Los ataques contra la escritora redoblaron en 1993, cuando se hizo público que ella, la denunciadora de las prácticas del Stasi, había sido su informante de 1959 a 1962. Una colaboradora menor, al parecer, pero Christa -–egresada de las rigurosas universidades de Jena y de Leipzig-- había pasado exactamente ese período trabajando en una fábrica. ¿Le habían encomendado la tarea de detectar obreros inconformes con el régimen? Sobre ese período guardó una larga amnesia pública y novelística. ¿Era inevitable para esa mujer de 30 años colaborar con los servicios? ¿Lo consideraba un deber en el marco de la Guerra Fría y una Alemania partida en dos? ¿Eso basta para justificar la delación?

Pese a sus posteriores críticas a las autoridades y el sistema de la RDA, pocas dudas caben acerca de la adhesión de Christa Wolf al ideal socialista. En el famosos discurso que pronunció en noviembre de 1989 en la Alexanderplatz de Berlín Este abogó, a contrapelo del estado de ánimo general, por un socialismo de rostro humano para reemplazar al odiado régimen de Honecker que caía en la RDA. Casi cinco años después denunció con rabia fría los métodos autoritarios utilizados para la reunificación de Alemania, así como los rebrotes neonazis y xenofóbicos que se observaban en el país, y condenó la demonización de la RDA en momentos en que la globalización del mercado libre acarreaba más desempleo, pérdida de la seguridad y mutilación de la autoestima. Fue otro recorrido de la escritora por los polos contrarios de la esperanza y la desilusión.

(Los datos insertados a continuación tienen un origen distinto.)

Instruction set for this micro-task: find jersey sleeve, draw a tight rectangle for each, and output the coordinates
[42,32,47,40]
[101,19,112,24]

Como ocurre con Günter Grass -–acerbamente criticado por su novela Ein weites Feld (1995)-- se juzga el mérito literario de Wolf desde la coyuntura política. Borges y Cortázar, en posiciones muy distintas, padecieron la misma enfermedad. Hay que ir por partes, decía Jack el Destripador, examinar al ciudadano y al escritor, y volver a juntarlos en una visión que determine los hilos muchas veces secretos que unen vida y obra. Eso es muy difícil y no pocos eligen ignorar la actitud civil de un autor en aras de su excelencia literaria. Y viceversa.

Christa Wolf no parece muy dispuesta a declarar su responsabilidad personal en el drama alemán, opina siempre que los ataques contra ella no se deben a su colaboración con el Stasi, sino al machismo imperante en los círculos literarios del país, una creencia anclada en sus notorias simpatías feministas. Estas han acuñado su interpretación del mito de Medea en la novela del mismo nombre que publicó en 1996. Según Eurípides, Medea mató a sus hijos; según Christa, los linchó el populacho de Corinto y la heroína, falsamente acusada del asesinato por las autoridades del reino, fue chivo expiatorio de los males del Estado. Una mujer.

Liberada hoy del pesado papel de "conciencia de una nación", Christa Wolf -–no por casualidad-- sigue explorando en sus ficciones la naturaleza de la cobardía humana y la dimensión moral de la memoria. Tal vez sea su manera de visitar los rincones de la conciencia donde aletea, viva, el ave oscura del doblegamiento ante el poder.